Photo: Mufid Majnun on Unsplash.
The Court also considers the remedy, doing a PCR test, to be an appropriate remedy and referred to a decision by the Court of Appeal of The Hague. The PCR test is currently considered worldwide to be the most reliable test for demonstrating the presence of coronavirus.
The instruction to the employee to get tested, in addition to the normal safety rules applicable at the employee, can be considered proportional. The coronavirus is highly contagious and a less far-reaching means of achieving the same goal was not mentioned by the employer.
The employee argued that she chose not to get tested but to quarantine in the situations referred to by the employer. However, on the basis of, inter alia, business and scheduling reasons, the employer cannot be required to allow the employee to go into quarantine for ten days each time she refuses to be tested. Moreover, there is a reasonable chance that the employee will go into quarantine unnecessarily, thereby also requiring third parties, including other employees, children and parents, to go into quarantine unnecessarily. To that extent, the measure is also proportionate.

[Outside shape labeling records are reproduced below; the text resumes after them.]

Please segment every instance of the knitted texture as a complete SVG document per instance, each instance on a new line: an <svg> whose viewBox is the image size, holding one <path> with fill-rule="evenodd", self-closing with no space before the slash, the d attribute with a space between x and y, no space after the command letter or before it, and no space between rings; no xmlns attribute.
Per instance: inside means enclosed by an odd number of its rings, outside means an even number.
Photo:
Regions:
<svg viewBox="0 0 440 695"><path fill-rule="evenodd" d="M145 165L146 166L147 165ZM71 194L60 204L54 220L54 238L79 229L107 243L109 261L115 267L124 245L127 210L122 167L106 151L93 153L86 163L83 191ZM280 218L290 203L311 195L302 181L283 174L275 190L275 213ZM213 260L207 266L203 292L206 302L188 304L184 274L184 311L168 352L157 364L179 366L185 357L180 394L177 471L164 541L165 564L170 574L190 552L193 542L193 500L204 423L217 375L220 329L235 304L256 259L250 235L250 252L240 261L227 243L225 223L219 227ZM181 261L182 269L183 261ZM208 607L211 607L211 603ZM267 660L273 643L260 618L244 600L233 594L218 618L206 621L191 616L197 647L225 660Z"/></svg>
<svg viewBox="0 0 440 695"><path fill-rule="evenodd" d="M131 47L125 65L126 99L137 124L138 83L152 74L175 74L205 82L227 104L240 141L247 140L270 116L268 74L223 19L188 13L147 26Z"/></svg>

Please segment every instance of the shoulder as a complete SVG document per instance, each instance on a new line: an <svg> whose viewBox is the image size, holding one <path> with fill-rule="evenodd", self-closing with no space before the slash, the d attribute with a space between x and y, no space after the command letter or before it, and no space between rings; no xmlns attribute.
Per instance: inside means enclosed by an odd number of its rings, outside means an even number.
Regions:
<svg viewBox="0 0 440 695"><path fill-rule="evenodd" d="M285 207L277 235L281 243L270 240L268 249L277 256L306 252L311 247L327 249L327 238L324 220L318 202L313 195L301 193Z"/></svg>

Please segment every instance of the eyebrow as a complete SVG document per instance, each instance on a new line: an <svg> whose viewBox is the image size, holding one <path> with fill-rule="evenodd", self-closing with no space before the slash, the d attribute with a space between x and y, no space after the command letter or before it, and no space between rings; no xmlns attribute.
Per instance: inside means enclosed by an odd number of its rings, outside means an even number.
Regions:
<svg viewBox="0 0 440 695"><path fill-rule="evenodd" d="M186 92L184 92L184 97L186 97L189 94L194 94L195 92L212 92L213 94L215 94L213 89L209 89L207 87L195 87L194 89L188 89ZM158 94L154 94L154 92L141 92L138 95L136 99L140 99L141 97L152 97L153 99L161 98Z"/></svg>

The Court concluded that although the employer’s instruction to require the employee to undergo a PCR test in certain situations infringes her right to respect for privacy and the right to inviolability of the body, it is reasonable because the aforementioned conditions for restricting her fundamental rights have been met. In the opinion of the Court, the employer’s goal of creating a safe (working) environment through the instruction outweighs the employee’s objection.